Unlike Exide Industries, which together with Leclanché, will set up both a module and battery pack assembly line, Amara Raja Batteries will only undertake battery pack assembly by integrating the cell with the electronics. The company is working closely with the Indian Institute of Technology in Chennai, and expects the plant to become operational this year.
Elaborating on the development, S. Vijayanand, CEO of Amara Raja Batteries recently said in an interview in New Delhi, and reported on by both Bloomberg and LiveMint, “There’s incubation work going on because we are at a beginning stage both from the market-demand and product-development perspective. We are very focused on building solutions for the early stage of electrification of vehicles and work with the OEM programs at the same time.”

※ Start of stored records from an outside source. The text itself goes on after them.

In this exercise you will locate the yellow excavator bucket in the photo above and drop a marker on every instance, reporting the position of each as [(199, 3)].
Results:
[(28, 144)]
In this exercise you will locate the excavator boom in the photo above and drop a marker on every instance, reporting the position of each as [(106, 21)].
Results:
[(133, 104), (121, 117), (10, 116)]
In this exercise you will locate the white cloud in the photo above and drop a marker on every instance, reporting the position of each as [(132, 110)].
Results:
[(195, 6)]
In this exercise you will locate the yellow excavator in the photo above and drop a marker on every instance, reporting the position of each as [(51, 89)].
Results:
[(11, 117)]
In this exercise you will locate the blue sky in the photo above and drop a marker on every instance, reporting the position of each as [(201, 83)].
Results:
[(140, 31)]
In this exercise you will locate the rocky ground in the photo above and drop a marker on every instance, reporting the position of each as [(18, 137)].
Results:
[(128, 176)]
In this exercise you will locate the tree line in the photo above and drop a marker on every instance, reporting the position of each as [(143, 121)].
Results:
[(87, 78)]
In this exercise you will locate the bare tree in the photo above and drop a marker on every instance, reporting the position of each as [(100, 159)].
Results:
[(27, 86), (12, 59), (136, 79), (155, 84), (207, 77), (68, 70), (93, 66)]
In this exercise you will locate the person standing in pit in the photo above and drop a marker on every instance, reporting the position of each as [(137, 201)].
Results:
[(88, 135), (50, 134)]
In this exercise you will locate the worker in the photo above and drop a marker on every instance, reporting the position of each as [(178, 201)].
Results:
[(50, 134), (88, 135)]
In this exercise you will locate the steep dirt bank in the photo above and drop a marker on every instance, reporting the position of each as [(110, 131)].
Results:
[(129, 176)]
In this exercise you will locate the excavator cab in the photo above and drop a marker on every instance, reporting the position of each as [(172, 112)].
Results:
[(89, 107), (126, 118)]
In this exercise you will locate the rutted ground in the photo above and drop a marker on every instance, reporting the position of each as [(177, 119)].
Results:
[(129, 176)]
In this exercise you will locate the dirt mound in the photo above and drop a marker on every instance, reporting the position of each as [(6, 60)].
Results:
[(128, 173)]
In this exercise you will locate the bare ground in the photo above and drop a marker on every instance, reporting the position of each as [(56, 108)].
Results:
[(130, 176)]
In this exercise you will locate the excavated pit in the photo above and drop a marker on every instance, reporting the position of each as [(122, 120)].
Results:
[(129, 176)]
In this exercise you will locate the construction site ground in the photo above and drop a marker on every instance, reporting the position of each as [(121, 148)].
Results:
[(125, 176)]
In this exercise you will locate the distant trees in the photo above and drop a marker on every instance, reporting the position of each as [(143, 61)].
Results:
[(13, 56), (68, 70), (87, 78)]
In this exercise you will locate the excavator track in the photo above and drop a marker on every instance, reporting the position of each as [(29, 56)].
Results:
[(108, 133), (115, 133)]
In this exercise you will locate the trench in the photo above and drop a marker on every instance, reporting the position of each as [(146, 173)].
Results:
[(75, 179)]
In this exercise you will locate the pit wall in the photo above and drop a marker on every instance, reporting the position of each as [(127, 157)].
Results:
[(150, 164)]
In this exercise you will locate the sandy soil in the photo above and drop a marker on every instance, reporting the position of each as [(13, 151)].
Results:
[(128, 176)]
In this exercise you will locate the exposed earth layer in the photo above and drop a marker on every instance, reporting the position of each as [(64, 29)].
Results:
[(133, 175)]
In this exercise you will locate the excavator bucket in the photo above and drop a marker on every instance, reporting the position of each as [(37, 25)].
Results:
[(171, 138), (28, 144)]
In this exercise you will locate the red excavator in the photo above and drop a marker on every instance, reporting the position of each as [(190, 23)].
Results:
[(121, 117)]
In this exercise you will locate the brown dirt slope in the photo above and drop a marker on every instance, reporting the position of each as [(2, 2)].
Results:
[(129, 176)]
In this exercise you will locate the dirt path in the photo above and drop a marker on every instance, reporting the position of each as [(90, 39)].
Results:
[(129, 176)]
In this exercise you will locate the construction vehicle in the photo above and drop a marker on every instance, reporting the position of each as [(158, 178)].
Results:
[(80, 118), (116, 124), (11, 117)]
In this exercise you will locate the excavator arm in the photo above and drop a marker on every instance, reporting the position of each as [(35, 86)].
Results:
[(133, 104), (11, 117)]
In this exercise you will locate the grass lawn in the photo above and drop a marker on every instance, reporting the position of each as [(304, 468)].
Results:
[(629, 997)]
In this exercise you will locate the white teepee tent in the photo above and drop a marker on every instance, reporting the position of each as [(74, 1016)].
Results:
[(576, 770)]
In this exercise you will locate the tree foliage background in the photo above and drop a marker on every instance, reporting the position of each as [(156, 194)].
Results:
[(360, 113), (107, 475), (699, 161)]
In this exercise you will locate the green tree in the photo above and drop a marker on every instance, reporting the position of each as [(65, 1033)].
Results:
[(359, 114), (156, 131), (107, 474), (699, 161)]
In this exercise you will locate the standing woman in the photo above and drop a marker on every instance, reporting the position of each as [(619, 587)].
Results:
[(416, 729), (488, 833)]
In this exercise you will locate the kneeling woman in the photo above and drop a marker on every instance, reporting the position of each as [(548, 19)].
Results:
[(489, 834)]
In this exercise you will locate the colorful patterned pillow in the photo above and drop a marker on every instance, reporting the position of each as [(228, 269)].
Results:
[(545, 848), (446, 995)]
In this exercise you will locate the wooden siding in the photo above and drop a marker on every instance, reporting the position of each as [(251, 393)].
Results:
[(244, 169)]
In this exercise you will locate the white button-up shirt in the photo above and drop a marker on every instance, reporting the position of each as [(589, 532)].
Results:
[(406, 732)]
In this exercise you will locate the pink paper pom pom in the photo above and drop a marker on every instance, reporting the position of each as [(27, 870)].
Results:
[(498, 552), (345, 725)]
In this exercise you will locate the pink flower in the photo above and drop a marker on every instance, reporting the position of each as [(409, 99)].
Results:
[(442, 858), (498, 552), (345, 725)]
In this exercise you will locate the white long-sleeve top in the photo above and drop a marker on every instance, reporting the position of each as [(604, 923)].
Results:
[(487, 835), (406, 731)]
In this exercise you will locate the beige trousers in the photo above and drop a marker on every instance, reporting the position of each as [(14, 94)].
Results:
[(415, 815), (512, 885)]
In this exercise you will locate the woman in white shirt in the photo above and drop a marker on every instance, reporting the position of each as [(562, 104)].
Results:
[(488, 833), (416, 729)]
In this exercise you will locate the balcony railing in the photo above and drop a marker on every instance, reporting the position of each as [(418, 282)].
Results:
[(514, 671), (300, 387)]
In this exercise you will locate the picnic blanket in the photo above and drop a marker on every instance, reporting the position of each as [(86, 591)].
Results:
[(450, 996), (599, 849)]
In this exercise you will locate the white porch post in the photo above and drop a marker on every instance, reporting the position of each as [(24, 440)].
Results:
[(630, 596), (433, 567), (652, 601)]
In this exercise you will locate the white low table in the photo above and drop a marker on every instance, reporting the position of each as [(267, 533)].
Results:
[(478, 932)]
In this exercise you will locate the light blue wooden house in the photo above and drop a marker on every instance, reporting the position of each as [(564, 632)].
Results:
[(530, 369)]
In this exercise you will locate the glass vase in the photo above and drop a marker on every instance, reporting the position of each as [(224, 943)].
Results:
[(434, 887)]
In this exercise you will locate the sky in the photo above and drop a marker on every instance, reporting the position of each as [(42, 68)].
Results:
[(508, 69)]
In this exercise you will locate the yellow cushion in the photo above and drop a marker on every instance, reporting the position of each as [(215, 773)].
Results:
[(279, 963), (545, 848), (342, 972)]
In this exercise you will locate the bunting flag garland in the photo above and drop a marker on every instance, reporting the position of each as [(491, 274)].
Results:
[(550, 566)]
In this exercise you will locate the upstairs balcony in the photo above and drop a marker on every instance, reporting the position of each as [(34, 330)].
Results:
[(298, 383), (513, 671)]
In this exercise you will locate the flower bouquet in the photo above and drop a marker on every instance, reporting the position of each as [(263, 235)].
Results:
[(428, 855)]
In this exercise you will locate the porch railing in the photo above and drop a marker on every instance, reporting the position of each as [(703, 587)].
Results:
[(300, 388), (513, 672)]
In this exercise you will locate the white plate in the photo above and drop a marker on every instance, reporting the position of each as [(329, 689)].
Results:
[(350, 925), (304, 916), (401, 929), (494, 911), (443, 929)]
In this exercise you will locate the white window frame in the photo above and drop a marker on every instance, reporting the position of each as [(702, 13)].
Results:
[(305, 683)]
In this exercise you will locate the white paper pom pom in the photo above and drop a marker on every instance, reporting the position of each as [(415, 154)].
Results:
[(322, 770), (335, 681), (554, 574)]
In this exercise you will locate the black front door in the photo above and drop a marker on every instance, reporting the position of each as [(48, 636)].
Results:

Amara Raja first shared its plans for a Li-ion battery unit at its shareholders’ meeting held last month. At the meeting, it noted that the rising penetration of electric vehicles (EVs), substantial investments in clean and renewable energy sources, and the recently launched ‘Make in India’ campaign, are expected to boost demand for Li-ion batteries in India.
Competition catching up, slowly
Earlier this year, Exide Industries, India’s largest manufacturer of batteries, partnered with Switzerland based Leclanché to build Li-ion batteries and provide energy storage systems for India’s EV market and grid-based applications.
The production plant of Exide- Leclanché joint venture will be based in Gujarat. A module and battery pack assembly line is expected to be operational by Q2 2019, and a lithium-ion cell production plant, by mid 2020. In the intervening period, cells will be sourced from Leclanché’s plant in Willstätt, Germany.
EVs driving the demand
The government’s continued focus on promoting EVs on Indian roads augurs well for the battery storage industry. In fact, the market for EV power packs is set to grow to US$300 billion by 2030. Amara Raja expects the market for supplying batteries to e-rickshaws and small privately-owned three-wheeler taxis, to grow at a compounded rate of about 20% over the next five years.
Notably, the Indian government’s New Electric Mobility Mission Plan 2020 projects to have six to seven million EVs running on Indian roads by 2020. Besides, Smart City projects and Green Energy Corridor for power generation from renewable sources will add to the overall installed capacity, thus increasing demand for energy storage batteries.
The country’s EV policy should be geared toward two-wheelers, three-wheelers and public transportation, as it has a relatively low rate of car ownership, planning body, NITI Aayog said in June at a BNEF conference held on the future of energy and mobility.
To this end, the government is contemplating permitting youth in the age group of 16-18 years to drive e-scooters, which are gearless. This will lead to a big demand for e-scooters. T
It may also suggest that taxi aggregators should have an incremental share of EVs from 2020 onwards, which could be 1% of the fleet every year. Similarly, all public transport operators may also be mandated to provide 1% incremental fleet from 2020 onwards.